At the 2000 Summer Olympics in Sydney, Nachaev competed as a member of the Uzbekistan team in the 4 × 100 m freestyle relay, along with Oleg Tsvetkovskiy, Petr Vasiliev, and Oleg Pukhnatiy. Although he swam the anchor leg in heat one, his team had been disqualified due to an early relay takeoff by Pukhnatiy. On the sixth day of the Games, Nachaev swam his two individual events, with only 90 minutes in between. First, he posted a lifetime best of 23.12 to lead the fifth heat of the 50 m freestyle. More than an hour later, in the 100 m butterfly, Nachaev stormed the entire field to another triumph in heat three by 0.04 seconds, with a time of 55.21. Despite winning the heats in just a single day, he failed to advance into the semifinals in any of his individual events, finishing thirtieth in the 50 m freestyle, and thirty-fourth in the 100 m butterfly.

Nachaev later emerged as Uzbekistan's top swimmer, when he shared the gold with South Korea's Kim Min-suk in the 50 m freestyle, a matching time of 22.86 seconds, at the 2002 Asian Games in Busan.

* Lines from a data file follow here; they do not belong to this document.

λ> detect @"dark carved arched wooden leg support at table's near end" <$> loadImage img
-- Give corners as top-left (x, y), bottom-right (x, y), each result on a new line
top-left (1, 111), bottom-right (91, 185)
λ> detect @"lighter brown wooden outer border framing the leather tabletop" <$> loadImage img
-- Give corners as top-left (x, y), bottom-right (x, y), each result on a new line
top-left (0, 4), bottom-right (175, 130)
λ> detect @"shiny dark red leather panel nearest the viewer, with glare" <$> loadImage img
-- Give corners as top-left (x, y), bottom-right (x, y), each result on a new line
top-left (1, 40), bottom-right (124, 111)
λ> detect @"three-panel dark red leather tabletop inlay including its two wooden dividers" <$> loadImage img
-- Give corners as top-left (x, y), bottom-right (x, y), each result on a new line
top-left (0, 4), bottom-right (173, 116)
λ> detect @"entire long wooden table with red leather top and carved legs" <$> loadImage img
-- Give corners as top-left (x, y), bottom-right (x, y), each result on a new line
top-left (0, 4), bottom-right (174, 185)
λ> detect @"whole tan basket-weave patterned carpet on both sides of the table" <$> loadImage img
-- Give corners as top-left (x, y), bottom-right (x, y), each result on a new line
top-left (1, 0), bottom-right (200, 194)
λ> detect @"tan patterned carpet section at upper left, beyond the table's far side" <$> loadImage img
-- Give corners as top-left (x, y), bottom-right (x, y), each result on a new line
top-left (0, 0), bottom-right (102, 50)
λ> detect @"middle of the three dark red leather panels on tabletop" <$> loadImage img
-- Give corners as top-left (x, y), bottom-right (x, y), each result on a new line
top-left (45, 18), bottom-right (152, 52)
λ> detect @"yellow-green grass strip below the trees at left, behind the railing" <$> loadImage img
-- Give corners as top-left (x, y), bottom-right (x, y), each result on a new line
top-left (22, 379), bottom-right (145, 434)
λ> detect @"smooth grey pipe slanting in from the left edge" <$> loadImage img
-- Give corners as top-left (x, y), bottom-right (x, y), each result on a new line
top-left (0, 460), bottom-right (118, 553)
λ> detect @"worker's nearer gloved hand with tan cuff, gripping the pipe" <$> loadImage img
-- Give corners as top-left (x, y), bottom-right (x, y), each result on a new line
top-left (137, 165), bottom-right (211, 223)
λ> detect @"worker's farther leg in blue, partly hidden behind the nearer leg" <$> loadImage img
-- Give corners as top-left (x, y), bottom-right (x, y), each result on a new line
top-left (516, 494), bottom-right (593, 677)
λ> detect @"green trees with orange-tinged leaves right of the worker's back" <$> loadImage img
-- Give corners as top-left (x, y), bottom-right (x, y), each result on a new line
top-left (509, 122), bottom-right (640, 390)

Nachaev shortened his program at the 2004 Summer Olympics in Athens, when he swam only for the third time in the 50 m freestyle. He achieved a FINA B-standard of 23.49 from the Kazakhstan Open Championships in Almaty. Nachaev registered a time of 23.23 to lead the fifth heat again, since he had previously done before in Sydney four years earlier. Nachaev failed to reach the semifinals for his third and final Olympic stint, placing thirty-sixth in the preliminaries.